Por Bernardo Caram
BRASÍLIA (Reuters) - A explícita divisão entre a posição mais flexível de diretores do Banco Central indicados pelo presidente Luiz Inácio Lula da Silva e a visão mais dura do grupo no posto desde a gestão Jair Bolsonaro levantou preocupações em parte da equipe econômica do governo, segundo relatos colhidos pela Reuters com autoridades nesta quinta-feira.
Falando sob condição de anonimato, algumas fontes dos ministérios da Fazenda e do Planejamento demonstraram receio de uma possível perda de credibilidade da autoridade monetária, que em breve passará a ter maioria de indicados por Lula, enquanto a batalha contra a inflação ainda não está vencida.
Outra parte das autoridades ouvidas pregou cautela até que o BC explique a divergência da diretoria.
“Péssimo, ambos os lados erraram, confesso que fiquei surpreso. No geral, defendo a divergência em colegiados, inclusive no Copom, mas ontem não era o dia. Todos perderam, e o país junto”, disse uma das autoridades.
Na quarta-feira, o Comitê de Política Monetária (Copom) decidiu, por 5 votos a 4, reduzir o ritmo de afrouxamento monetário e baixar a Selic em 0,25 ponto percentual, para 10,50% ao ano. O grupo derrotado na votação, que defendeu um corte mais forte, de 0,50 ponto, é formado por todos os diretores que foram indicados por Lula -- Ailton de Aquino, Gabriel Galípolo, Paulo Picchetti e Rodrigo Teixeira.

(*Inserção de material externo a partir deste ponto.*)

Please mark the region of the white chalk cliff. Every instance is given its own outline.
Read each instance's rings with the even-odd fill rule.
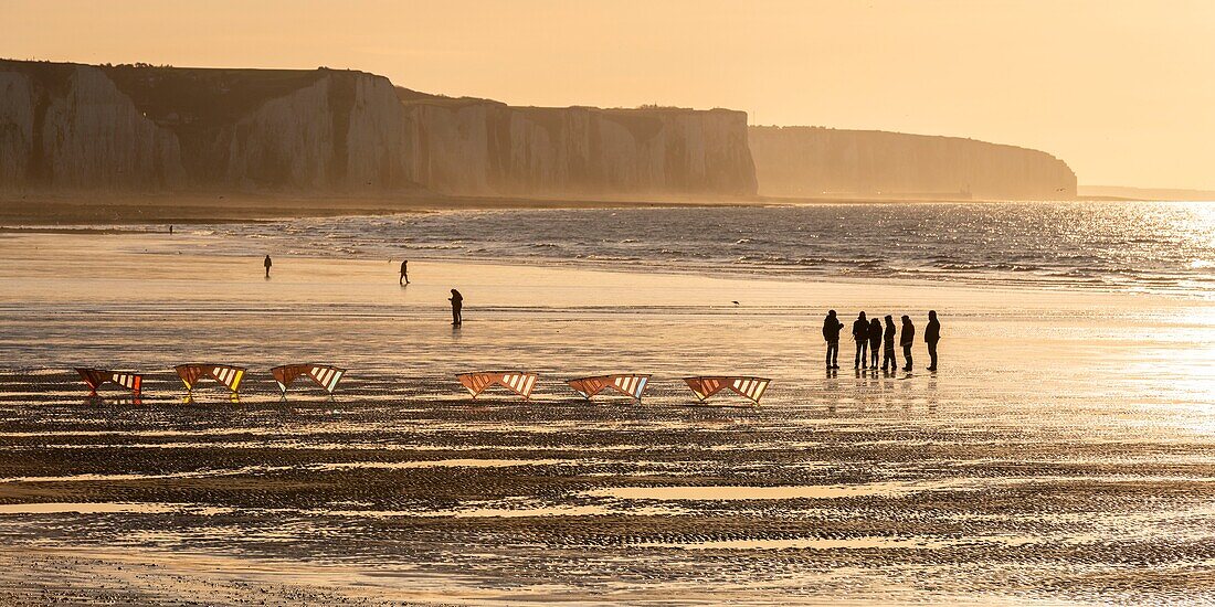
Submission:
[[[753,194],[746,114],[402,100],[346,70],[0,62],[0,188]],[[420,98],[424,97],[424,98]]]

Na avaliação dessa fonte, ao identificar que não teria maioria para um corte mais intenso na Selic, o grupo “perdedor” deveria ter cedido, fazendo com que ao menos parte dos indicados por Lula votasse também pela redução de 0,25 ponto nos juros básicos. Isso, para ela, eliminaria os ruídos políticos e passaria visão de um BC preocupado com a inflação.
“Se já ia perder, (ao menos) mantém a credibilidade com o mercado”, afirmou. “Credibilidade de um BC é tudo que ele tem. Sem isso desmorona, a taxa de sacrifício sobe muito, o custo de se controlar a inflação fica muito mais dolorido para a sociedade.”

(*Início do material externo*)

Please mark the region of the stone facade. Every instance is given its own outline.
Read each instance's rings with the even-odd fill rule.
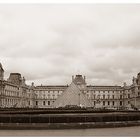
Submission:
[[[19,73],[11,73],[4,80],[0,64],[1,108],[57,108],[64,106],[92,108],[133,109],[140,108],[140,73],[127,86],[87,85],[85,76],[72,76],[70,85],[31,86]]]

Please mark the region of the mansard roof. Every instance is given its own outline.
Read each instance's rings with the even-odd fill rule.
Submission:
[[[85,79],[82,77],[82,75],[76,75],[73,82],[78,85],[78,84],[86,84]]]
[[[0,63],[0,70],[4,71],[2,64]]]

Em meio à reação negativa de agentes econômicos após a decisão, com deterioração de indicadores como câmbio e bolsa brasileira nesta quinta, uma segunda fonte afirmou que será difícil retirar do mercado a impressão de viés político no comando do BC, e restaurar “algo distinto do que eles já consolidaram como verdade”.
“A distinção nítida (entre os dois grupos da diretoria) não foi feliz para a institucionalidade do Copom e para uma transição sem sobressaltos”, afirmou.
Atualmente, dos nove diretores do BC, quatro foram indicados por Lula, enquanto cinco estão no posto desde a gestão de Bolsonaro. Os próximos mandatos a vencer, em dezembro deste ano, são de Campos Neto, Carolina Barros e Otávio Damaso.
Outras duas fontes defenderam cautela na avaliação preliminar sobre a decisão do Copom, com uma delas afirmando que a questão deve se esclarecer à frente, em referência à ata da reunião do colegiado, a ser publicada na próxima semana com uma abertura maior de detalhes sobre as divergências entre os diretores.
Uma delas ainda criticou o momento escolhido pelo BC para reduzir o ritmo do afrouxamento monetário, em meio a um cenário de juros reais ainda elevados e inflação corrente apresentando comportamento benigno.
“Acho uma precipitação absurda do BC. Ter parcimônia com juro real a 7%, para quê? É complicado”, avaliou.
Uma quinta autoridade, ao também defender que se aguarde o detalhamento a ser dado pela ata do Copom, ressaltou que apesar da divergência, o comunicado mostrou consenso na visão geral da diretoria do BC sobre o cenário econômico.
O documento divulgado na noite de quarta mostrou que o Copom, unanimemente, "avalia que o cenário global incerto e o cenário doméstico marcado por resiliência na atividade e expectativas desancoradas demandam maior cautela".